I am no metallurgist or engineer, but I’ve made an educated guess about the reason for the crack.  First, the crack seems to follow a parting line of some sort that is visible in the picture above; therefore, it’s entirely possible that there was a slight flaw in the casting that finally exposed itself after 60+ years and over 100,000 miles.  Second, the car spent the first 25 years of its life in Florida, where straight water was likely used in the cooling system.  Third, the block was hot tanked only a few years before this crack anecdotally appeared.  Finally, the cylinder head was removed and retorqued twice in my ownership before the crack appeared.  It’s likely that some combination of those four contributed to the problem, perhaps in addition to an overheating problem that had been overlooked for quite some time when I bought the car back in 2005.

In total, I probably used 30-35 pins to repair the crack, which was about four inches long.

After adding the extra pins, I pressurized the system again and it held 19 psi for two and a half hours without any leaks.  Of course, there are still plenty of opportunities for heartbreak here.  I haven’t run the engine yet (I need a new head gasket and other assorted goodies to reassemble everything), so heating and cooling cycles could still affect my repair, as could the rigors of a running engine.  Other cracks could also form around the original crack.  On the other hand, I’ve heard excellent reports of this stitching process, and the threads lock the pins and the block together for a really nice repair; my machinist also mentioned that he’s successfully pinned blocks and saw no reason why I couldn’t save mine.  At any rate, I’ll drop a few GM sealing pellets in the radiator for good measure and say a quick prayer to the gods of internal combustion.  I’ll probably also run the engine for a while with the pushrod cover off to see if everything holds up.

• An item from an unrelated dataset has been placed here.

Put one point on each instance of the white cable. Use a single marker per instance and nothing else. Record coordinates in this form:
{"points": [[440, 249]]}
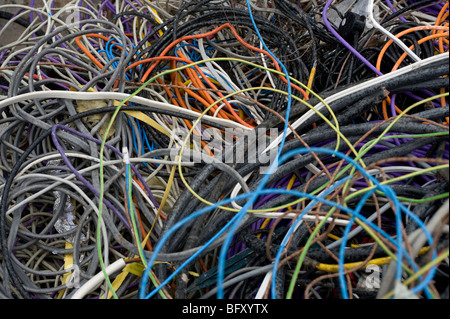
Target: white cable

Even if it doesn’t, this was a method worth trying.  Buick 263 blocks are almost 70 years old and not sitting in every garage or barn in America, and there is no guarantee that another block would be any better in a variety of ways.  Second, the whole stitching kit cost me $200, which is inexpensive enough that even if it fails, it is worth the attempt, and if it lasts, it is an even better deal.  Only time, in any of its myriad formats, will tell.